Blockchain applications, like Substratum, are basically built to put the power back into the hands of the people with what they want and don’t want to view. By distributing information along a chain, there is no single point of weakness – providing reliability, freedom across international barriers, and transparency.

Can you provide an example of what a successful blockchain application might look like to gain more mainstream adoption?

Where blockchain startups succeed or fail is when they try to reinvent the wheel. People are familiar with and like using browsers like Chrome or search engines, like Google. They put in a search term and two seconds later they find what they are looking for.

The problem with a lot of blockchain applications that people have come up with is you have to use their own browser, or it doesn’t integrate with maybe Google, or all these things that are just wrong. Mainstream users are not interested in booting into a command line system.

What we are doing at Substratum, and what I think any successful blockchain application needs to do for the long term, is focus on point and click – one click install and a user friendly interface based on a default browser. My team has done mainstream software development for a long time and we’ve seen that the success of any application in the real world (meaning mainstream instead of technical users) has to focus on the ease of the user experience and the interface has to integrate into something users are already familiar with.

Our vision of a successful blockchain application is one that takes all the things that are right about the internet and fixes the things that are broken. Use the interfaces that people are familiar with and keep things simple. Create a blockchain world where services and information are not centralized, but are powered by the people.

If the decentralized web is the future of Web 3.0, what should mainstream users look forward to in the future?

Data breaches, hacks, leaks, and internet censorship have been huge news stories this year. By breaking information/ data into millions of encrypted bits, the decentralized web solves many of these problems. A hacker would have to break millions of separate encryptions just to reassemble a single file to be readable, and a government would not be able to shut down access to sites distributed outside their network.
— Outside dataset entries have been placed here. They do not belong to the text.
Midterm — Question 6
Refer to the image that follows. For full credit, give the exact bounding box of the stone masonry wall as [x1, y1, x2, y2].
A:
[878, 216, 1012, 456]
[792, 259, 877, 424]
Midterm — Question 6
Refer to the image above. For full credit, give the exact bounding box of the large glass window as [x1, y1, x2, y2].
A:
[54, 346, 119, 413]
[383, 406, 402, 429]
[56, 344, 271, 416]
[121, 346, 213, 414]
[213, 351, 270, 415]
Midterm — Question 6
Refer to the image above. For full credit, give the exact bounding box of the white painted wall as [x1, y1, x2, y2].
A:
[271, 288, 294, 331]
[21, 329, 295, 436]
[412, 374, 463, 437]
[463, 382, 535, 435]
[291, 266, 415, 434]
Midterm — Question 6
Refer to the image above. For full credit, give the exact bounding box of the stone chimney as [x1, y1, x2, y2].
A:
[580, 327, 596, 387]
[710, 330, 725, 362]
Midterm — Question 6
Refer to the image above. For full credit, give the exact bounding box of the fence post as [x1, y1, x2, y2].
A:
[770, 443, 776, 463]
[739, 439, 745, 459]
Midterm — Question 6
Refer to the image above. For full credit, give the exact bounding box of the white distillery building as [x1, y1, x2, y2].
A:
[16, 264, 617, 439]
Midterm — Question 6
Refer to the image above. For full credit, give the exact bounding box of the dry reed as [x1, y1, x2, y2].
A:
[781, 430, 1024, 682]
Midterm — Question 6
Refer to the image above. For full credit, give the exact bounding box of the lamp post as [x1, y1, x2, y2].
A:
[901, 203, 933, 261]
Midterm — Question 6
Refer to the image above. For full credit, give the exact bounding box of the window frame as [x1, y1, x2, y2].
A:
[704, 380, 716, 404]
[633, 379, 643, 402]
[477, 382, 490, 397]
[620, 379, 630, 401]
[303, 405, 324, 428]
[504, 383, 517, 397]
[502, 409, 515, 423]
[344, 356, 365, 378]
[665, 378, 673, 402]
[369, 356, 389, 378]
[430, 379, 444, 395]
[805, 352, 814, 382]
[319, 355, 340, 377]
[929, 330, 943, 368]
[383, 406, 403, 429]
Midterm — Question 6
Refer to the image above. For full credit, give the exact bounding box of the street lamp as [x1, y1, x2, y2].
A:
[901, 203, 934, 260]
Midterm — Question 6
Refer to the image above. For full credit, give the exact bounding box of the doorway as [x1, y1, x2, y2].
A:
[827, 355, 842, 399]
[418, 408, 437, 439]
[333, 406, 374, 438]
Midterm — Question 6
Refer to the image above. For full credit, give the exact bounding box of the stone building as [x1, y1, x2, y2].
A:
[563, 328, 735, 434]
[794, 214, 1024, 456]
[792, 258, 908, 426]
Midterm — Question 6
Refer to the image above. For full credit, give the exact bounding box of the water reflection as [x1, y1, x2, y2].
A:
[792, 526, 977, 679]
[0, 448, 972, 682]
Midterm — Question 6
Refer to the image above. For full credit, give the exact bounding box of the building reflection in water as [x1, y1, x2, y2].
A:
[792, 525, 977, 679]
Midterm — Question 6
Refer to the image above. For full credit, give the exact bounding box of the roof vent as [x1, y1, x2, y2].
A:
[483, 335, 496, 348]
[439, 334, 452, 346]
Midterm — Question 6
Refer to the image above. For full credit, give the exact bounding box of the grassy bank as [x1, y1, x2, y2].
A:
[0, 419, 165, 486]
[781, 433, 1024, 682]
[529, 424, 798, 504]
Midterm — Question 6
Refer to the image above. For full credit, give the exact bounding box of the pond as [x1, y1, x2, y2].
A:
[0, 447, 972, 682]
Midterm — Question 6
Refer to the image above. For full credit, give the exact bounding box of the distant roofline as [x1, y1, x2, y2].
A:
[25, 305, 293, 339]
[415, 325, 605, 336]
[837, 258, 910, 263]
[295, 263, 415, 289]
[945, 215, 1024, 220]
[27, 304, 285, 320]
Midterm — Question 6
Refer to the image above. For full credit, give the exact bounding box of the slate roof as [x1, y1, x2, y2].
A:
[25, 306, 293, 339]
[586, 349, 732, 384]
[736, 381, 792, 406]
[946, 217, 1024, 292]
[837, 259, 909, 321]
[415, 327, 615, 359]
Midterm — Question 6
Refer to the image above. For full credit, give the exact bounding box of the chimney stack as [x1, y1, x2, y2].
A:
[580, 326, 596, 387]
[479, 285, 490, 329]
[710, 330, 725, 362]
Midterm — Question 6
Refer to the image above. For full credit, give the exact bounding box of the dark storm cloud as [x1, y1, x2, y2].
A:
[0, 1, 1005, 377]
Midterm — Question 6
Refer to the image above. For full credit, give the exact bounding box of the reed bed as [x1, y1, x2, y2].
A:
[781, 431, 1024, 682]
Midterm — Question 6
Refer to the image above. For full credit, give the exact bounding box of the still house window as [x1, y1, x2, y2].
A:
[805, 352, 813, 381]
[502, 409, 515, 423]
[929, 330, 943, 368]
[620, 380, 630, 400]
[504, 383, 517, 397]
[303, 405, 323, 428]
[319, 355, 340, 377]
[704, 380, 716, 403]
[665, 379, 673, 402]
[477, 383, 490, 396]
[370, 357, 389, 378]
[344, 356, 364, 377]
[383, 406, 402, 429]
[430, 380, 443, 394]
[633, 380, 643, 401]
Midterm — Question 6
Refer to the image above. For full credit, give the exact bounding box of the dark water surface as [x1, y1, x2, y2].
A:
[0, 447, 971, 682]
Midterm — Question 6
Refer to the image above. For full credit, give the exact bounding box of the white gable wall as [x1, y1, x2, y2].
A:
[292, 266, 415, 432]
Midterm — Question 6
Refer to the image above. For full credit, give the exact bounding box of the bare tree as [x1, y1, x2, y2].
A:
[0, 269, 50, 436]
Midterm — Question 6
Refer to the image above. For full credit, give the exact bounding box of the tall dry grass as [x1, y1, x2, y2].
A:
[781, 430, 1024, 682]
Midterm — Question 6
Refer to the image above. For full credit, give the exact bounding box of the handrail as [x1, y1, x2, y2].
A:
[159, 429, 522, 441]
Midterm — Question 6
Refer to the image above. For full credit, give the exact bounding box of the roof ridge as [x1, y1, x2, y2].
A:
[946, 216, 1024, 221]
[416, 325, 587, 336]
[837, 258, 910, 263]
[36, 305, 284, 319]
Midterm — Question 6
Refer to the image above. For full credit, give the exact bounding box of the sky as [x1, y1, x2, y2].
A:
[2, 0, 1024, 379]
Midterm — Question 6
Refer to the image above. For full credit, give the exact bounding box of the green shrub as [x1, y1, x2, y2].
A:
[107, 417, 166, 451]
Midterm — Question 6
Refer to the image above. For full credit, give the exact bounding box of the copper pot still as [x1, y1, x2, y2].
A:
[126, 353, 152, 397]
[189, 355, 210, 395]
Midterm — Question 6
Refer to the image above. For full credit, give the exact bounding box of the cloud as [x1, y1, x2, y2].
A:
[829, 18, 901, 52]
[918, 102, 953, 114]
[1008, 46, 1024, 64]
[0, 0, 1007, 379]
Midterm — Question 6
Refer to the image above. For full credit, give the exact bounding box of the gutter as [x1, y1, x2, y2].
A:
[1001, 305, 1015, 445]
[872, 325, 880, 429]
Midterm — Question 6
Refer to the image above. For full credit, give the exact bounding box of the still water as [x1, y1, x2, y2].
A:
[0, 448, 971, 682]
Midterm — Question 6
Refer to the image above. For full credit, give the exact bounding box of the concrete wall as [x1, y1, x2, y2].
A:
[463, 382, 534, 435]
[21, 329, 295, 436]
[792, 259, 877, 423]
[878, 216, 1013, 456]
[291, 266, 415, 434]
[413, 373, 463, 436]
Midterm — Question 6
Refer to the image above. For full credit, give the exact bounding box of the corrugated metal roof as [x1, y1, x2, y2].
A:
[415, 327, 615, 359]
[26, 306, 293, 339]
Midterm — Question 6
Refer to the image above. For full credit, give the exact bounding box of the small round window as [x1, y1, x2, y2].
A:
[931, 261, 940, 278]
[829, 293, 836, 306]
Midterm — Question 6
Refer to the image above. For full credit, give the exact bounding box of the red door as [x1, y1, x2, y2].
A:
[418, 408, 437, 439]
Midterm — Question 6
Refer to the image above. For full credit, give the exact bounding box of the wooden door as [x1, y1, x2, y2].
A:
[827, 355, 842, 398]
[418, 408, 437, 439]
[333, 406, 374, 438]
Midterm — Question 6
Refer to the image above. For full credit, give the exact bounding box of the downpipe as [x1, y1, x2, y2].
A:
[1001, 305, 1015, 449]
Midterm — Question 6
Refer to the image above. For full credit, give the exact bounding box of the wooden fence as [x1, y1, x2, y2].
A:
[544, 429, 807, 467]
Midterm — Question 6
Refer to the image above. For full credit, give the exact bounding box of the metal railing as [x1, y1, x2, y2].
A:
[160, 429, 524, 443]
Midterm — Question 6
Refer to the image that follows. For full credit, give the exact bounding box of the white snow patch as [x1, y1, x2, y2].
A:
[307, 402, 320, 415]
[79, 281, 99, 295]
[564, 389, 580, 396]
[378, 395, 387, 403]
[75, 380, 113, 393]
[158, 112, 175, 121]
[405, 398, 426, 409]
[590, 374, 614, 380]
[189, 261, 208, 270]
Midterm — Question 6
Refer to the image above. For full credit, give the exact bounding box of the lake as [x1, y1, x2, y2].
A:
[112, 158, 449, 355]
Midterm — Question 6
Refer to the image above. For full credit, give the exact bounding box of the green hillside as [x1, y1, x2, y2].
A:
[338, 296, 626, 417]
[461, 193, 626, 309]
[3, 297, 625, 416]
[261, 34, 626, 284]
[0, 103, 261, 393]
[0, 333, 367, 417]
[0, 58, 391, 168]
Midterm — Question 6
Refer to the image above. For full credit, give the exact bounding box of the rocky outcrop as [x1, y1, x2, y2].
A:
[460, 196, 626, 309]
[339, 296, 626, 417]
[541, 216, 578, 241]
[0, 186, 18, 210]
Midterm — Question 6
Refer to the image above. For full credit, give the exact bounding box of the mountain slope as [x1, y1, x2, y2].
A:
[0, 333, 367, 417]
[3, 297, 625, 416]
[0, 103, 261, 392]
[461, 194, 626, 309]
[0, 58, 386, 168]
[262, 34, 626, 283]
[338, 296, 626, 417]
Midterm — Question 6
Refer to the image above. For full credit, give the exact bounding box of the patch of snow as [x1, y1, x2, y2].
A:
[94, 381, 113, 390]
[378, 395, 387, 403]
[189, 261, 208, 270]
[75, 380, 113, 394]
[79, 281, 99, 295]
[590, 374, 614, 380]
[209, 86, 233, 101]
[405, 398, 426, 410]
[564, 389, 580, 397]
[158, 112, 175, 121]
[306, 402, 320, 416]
The freedom and openness of a decentralized web is what Tim Berners Lee, inventor of the world wide web, originally intended – a place where no government, company or single entity can decide what content can or cannot be seen on the internet. At Substratum, we are developing an open-source foundation for free and unrestricted access to content so that everyone has access to everything on the internet.

In the near future, mainstream users can look forward to the decentralized web becoming a mainstay in the background of their everyday applications. They may not even know it is there, but they will appreciate the security, availability and transparency of the information.